Studenten HBO en WO naar woongemeente Amsterdam en herkomstgroepering, 2000/’01-2007/’08
Vrouwen zijn inmiddels in de meerderheid op het HBO en universiteit. In de leeftijdscategorie 25-34 jaar zijn vrouwen nu ook vaker hoger opgeleid dan mannen. In de leeftijdscategorieën daarboven zijn hoger opgeleide mannen in de meerderheid. Dit is in Nederland het geval en ook in Amsterdam (Landelijke jeugdmonitor CBS, regionale enquête beroepsbevolking O+S). Dit vertaalt zich echter nog niet in een gelijke arbeidsparticipatie van vrouwen en mannen in deze leeftijdscategorie. Van de Amsterdamse mannen tussen 25 en 35 jaar werkt 84 procent en van de vrouwen 77 procent (netto arbeidsparticipatie).
Voor hoogopgeleide vrouwen en mannen ligt de netto arbeidsparticipatie in Amsterdam dicht bij elkaar: 92 procent van de mannen en 91 procent van de hoogopgeleide vrouwen werkt. In Nederland werken hoogopgeleide vrouwen wel minder vaak (89 procent) dan hoogopgeleide jonge mannen (93 procent).
Hoogopgeleide autochtone en westerse allochtone vrouwen in Amsterdam werken even vaak als hoogopgeleide autochtone en westerse allochtone mannen (beide 92 procent). Bij de hoogopgeleide niet-westerse allochtonen is er nog wel een verschil in arbeidsparticipatie tussen mannen (95 procent) en vrouwen (83 procent).

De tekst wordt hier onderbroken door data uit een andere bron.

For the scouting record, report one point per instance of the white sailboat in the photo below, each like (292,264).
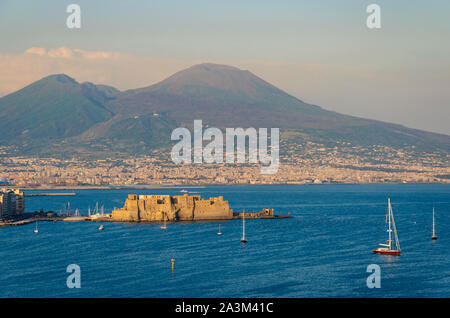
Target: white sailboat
(164,226)
(389,248)
(243,240)
(433,236)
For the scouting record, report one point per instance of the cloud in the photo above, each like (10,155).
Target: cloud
(126,71)
(121,70)
(386,94)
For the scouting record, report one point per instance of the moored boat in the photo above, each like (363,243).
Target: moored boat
(389,248)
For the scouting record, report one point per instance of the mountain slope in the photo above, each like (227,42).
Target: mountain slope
(51,108)
(225,96)
(57,115)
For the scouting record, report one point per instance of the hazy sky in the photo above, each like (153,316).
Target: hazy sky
(319,51)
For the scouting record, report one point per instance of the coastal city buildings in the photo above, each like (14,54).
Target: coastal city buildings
(12,203)
(309,164)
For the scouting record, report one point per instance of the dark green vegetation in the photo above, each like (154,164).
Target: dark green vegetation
(60,117)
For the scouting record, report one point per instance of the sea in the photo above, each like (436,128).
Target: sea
(323,250)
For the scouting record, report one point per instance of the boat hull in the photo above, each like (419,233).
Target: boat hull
(387,252)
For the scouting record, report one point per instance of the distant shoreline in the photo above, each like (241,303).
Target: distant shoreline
(150,187)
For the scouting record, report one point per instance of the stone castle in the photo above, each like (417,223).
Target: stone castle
(172,208)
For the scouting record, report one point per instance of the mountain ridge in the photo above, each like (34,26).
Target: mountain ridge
(57,111)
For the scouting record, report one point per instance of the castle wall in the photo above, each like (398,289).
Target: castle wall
(176,208)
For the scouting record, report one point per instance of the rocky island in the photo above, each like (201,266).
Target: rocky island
(158,208)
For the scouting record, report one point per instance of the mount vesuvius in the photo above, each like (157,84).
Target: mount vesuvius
(60,117)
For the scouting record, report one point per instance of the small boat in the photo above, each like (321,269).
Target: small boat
(164,226)
(433,236)
(388,249)
(243,240)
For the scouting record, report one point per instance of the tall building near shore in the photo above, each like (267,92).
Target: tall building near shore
(12,203)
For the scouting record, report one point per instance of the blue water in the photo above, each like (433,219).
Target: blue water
(323,251)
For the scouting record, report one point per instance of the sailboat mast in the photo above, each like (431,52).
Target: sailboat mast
(389,220)
(243,226)
(433,223)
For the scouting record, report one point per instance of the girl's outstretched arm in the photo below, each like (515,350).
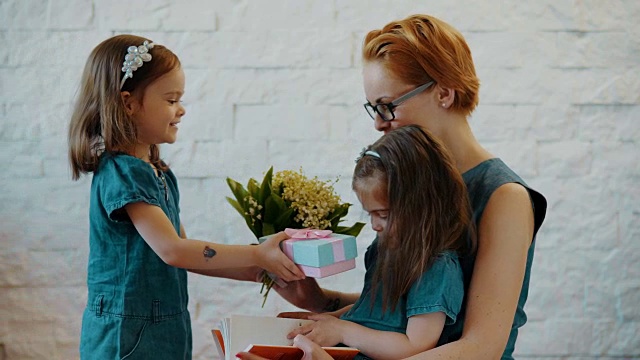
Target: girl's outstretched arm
(252,273)
(504,237)
(156,229)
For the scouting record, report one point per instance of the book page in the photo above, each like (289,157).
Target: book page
(266,330)
(293,353)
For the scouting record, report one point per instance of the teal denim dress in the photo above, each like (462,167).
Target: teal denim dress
(439,289)
(137,304)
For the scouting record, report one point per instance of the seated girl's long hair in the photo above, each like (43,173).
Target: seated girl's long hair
(429,209)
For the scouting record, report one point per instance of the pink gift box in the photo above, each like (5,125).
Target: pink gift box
(328,270)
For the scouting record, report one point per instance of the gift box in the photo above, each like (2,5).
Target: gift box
(320,253)
(318,248)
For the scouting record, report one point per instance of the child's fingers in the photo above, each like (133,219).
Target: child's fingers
(304,329)
(295,314)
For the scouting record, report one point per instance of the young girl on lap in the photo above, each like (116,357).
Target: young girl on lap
(413,284)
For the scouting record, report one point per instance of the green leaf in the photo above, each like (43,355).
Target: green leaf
(236,206)
(279,202)
(254,190)
(238,191)
(284,220)
(271,209)
(265,187)
(268,229)
(353,230)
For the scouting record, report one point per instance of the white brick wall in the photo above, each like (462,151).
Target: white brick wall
(560,102)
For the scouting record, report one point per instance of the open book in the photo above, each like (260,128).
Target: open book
(265,336)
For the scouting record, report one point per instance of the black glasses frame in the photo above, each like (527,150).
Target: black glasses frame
(383,109)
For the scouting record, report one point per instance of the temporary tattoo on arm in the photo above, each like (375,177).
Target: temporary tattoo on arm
(208,253)
(332,305)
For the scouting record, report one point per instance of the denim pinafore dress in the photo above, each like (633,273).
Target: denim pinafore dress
(137,304)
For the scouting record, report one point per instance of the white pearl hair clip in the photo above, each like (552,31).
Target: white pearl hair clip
(136,56)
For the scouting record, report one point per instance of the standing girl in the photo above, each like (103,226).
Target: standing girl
(419,71)
(139,253)
(413,284)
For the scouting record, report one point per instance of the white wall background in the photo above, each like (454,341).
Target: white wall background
(278,83)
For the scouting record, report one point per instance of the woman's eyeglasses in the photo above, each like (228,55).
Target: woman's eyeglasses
(386,110)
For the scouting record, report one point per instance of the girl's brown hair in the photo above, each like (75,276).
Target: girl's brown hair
(99,121)
(429,210)
(422,48)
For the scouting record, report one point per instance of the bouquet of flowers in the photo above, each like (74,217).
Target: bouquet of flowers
(289,199)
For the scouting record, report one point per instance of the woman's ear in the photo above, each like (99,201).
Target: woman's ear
(445,96)
(130,102)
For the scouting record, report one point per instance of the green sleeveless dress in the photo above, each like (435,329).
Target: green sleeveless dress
(137,304)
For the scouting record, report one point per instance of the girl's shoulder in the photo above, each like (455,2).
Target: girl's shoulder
(122,165)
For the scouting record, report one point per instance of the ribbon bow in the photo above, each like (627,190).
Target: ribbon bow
(307,233)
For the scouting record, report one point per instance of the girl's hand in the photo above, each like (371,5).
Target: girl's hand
(325,331)
(312,351)
(271,258)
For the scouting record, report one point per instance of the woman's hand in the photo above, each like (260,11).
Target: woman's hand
(270,257)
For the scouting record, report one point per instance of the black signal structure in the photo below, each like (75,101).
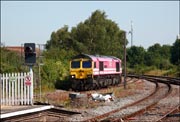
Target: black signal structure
(30,53)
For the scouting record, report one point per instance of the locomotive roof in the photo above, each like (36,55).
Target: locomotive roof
(94,56)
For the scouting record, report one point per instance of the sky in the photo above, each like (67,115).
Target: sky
(34,21)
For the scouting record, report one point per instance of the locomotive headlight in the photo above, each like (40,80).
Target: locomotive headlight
(72,76)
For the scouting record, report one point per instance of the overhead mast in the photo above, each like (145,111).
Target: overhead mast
(131,32)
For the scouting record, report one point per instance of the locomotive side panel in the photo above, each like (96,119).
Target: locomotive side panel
(92,72)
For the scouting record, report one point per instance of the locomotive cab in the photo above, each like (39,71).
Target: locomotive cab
(81,68)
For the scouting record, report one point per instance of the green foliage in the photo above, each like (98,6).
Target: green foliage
(96,35)
(135,56)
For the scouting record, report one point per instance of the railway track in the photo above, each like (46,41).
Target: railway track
(163,89)
(52,115)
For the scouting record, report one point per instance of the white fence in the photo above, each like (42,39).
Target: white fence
(16,89)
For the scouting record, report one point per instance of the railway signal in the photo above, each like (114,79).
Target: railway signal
(30,53)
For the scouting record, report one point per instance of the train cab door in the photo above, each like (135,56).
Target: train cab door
(101,66)
(117,67)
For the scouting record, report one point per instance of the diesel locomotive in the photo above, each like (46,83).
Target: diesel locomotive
(89,72)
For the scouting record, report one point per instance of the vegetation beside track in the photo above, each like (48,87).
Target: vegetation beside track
(95,35)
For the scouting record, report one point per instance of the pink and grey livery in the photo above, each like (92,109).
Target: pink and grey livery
(94,71)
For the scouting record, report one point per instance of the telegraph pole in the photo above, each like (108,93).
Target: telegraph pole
(131,32)
(124,38)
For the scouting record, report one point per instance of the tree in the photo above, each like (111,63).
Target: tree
(99,35)
(175,52)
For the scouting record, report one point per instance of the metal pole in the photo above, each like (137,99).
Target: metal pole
(124,37)
(40,90)
(31,75)
(131,34)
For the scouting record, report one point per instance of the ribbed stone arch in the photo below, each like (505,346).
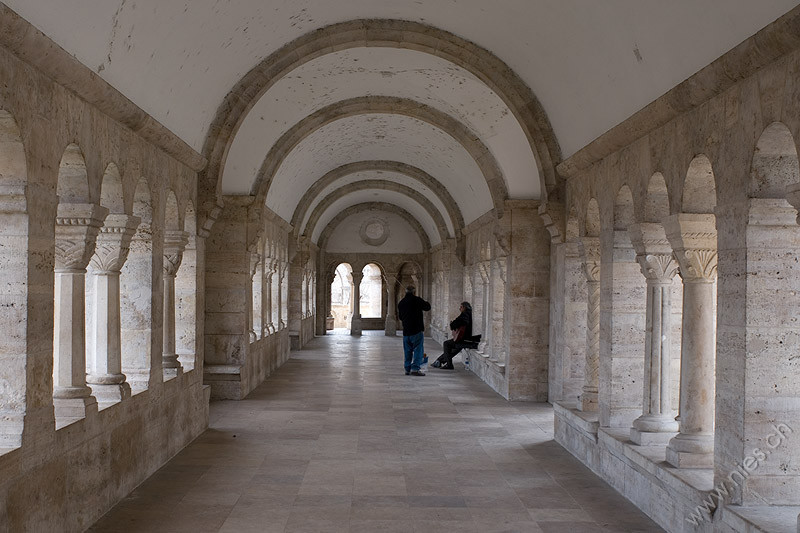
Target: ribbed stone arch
(387,166)
(484,65)
(426,204)
(373,206)
(366,105)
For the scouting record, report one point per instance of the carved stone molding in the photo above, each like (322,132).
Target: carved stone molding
(694,239)
(113,243)
(77,227)
(175,242)
(660,268)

Middelbaar opgeleide jongeren van niet-westerse herkomst even vaak werkzaam als autochtonen
Ook bij middelbaar opgeleiden van niet-westerse herkomst in dezelfde leeftijdsgroep is sprake van een inhaalslag. Bij hen is er nauwelijks nog verschil in arbeidsparticipatie met de autochtone middelbaar opgeleide jongeren. Van de middelbaar opgeleiden werkt in 2009 85 procent. In 2001 lag de netto arbeidsparticipatie op 81 procent, waarbij niet-westerse allochtonen nog een veel lagere arbeidsparticipatie (75 procent) hadden dan autochtonen en westerse allochtonen (83 procent).

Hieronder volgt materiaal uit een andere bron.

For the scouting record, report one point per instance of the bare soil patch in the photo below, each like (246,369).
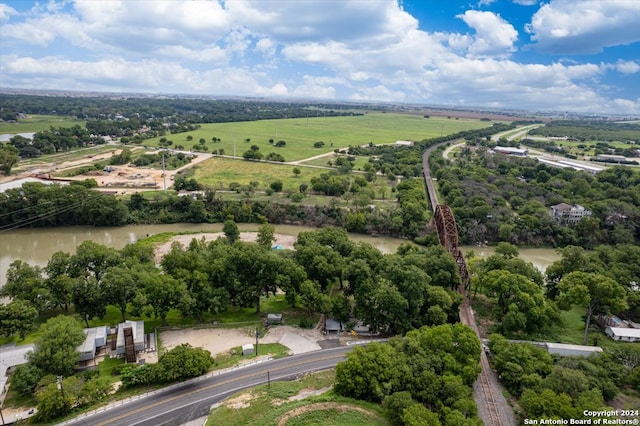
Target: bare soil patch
(285,241)
(324,406)
(222,340)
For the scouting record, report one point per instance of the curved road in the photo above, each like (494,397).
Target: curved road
(183,402)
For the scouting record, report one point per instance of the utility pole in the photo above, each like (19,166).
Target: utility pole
(164,175)
(257,334)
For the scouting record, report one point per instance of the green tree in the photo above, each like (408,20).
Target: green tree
(55,351)
(596,292)
(9,155)
(231,231)
(276,185)
(418,415)
(266,235)
(183,362)
(25,378)
(120,287)
(17,317)
(88,298)
(371,373)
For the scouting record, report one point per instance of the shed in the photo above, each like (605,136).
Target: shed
(101,336)
(137,327)
(623,334)
(274,318)
(572,350)
(88,348)
(10,357)
(247,349)
(332,325)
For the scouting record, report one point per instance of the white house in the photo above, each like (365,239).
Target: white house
(623,334)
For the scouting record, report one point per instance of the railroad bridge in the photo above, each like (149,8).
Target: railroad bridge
(445,224)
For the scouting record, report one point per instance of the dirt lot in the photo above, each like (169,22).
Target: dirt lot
(222,340)
(285,241)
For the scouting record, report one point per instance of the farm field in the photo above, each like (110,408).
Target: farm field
(37,123)
(336,132)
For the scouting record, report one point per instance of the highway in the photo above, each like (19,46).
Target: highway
(190,400)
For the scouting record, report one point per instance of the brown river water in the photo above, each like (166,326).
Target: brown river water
(36,245)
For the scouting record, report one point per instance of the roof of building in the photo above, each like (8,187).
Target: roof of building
(89,344)
(625,332)
(511,150)
(10,357)
(575,348)
(332,324)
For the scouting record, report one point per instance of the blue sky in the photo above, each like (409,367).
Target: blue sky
(554,55)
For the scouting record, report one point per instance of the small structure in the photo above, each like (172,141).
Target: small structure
(88,348)
(11,357)
(565,214)
(137,333)
(274,319)
(623,334)
(508,150)
(572,350)
(247,349)
(332,325)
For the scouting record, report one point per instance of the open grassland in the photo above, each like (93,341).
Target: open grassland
(219,172)
(306,401)
(37,123)
(336,132)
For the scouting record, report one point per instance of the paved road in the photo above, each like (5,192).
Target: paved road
(187,401)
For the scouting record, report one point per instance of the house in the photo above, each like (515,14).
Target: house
(274,319)
(137,331)
(332,325)
(247,349)
(572,350)
(519,152)
(11,357)
(623,334)
(565,214)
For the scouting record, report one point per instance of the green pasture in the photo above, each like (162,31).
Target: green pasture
(336,132)
(268,404)
(37,123)
(218,173)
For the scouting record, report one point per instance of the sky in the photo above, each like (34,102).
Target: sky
(556,55)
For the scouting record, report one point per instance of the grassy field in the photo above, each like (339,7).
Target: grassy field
(37,123)
(337,132)
(284,402)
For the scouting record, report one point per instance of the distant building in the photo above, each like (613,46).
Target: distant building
(519,152)
(130,339)
(9,358)
(572,350)
(623,334)
(566,214)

Werkende middelbaar opgeleiden van 25-34 jaar in Amsterdam, 2001-2009
De netto participatie van middelbaar opgeleide jongeren in Amsterdam (85 procent) is gelijk aan de netto participatie van middelbaar opgeleide jongeren in Nederland (84 procent). Bij de middelbaar opgeleiden in Amsterdam is de participatie van vrouwen (81 procent) lager. Dit is gelijk bij autochtone en niet-westerse allochtone vrouwen. Bij de mannen ligt de participatie in het algemeen hoger, maar ook tussen de autochtone (89 procent) en de niet-westerse allochtone mannen (86 procent) is er weinig verschil in participatie.

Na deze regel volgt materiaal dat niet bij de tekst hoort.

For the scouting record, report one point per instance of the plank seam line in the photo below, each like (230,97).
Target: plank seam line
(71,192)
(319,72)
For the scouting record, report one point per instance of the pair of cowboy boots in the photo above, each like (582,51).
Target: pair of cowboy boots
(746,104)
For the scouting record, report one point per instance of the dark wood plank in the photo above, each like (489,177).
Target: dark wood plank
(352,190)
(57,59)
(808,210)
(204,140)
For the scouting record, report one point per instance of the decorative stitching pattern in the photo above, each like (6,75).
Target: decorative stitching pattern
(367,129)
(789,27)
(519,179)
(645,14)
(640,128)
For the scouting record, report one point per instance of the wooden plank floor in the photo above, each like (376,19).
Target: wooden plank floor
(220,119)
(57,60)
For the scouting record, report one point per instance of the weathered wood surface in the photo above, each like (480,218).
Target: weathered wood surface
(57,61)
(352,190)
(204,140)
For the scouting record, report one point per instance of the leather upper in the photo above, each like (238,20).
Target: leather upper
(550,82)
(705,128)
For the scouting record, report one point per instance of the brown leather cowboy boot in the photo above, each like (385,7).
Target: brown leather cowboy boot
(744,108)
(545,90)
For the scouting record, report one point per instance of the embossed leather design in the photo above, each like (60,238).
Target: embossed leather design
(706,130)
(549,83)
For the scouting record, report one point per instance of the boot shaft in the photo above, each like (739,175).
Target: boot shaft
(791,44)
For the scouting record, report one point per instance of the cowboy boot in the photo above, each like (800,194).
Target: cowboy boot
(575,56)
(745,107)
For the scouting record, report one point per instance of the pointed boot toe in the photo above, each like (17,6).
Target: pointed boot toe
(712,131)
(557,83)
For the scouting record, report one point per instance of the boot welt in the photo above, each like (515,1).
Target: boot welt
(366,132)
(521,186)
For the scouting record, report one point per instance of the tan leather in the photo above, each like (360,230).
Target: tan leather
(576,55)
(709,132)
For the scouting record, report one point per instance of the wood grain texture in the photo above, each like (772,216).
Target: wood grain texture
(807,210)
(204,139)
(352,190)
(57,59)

Lager opgeleide niet-westerse allochtonen weinig profijt van hoogconjunctuur
Bij de lager opgeleiden is de netto participatie lager. In Amsterdam werkt 58 procent van de laag opgeleide 25-34 jarigen. In Nederland ligt dit met 69 procent gemiddeld hoger. Bij deze groep lager opgeleiden is het verschil in netto participatie wel groot tussen niet-westerse allochtonen en westerse allochtonen/autochtonen. Laag opgeleide autochtone en westerse allochtonen participeren meer (+/- 75 procent in Nederland en Amsterdam) dan niet-westerse allochtonen (57 procent in Nederland en 49 procent in Amsterdam). In tegenstelling tot de middelbaar en hoger opgeleide niet-westerse allochtonen is de participatie van laag opgeleide niet-westerse allochtonen in Amsterdam laag ten opzichte van de laag opgeleide niet-westerse allochtonen in Nederland. Ook is het verschil tussen autochtonen en westerse allochtonen enerzijds en niet-westerse allochtonen anderzijds in de tijd van hoogconjunctuur niet kleiner geworden.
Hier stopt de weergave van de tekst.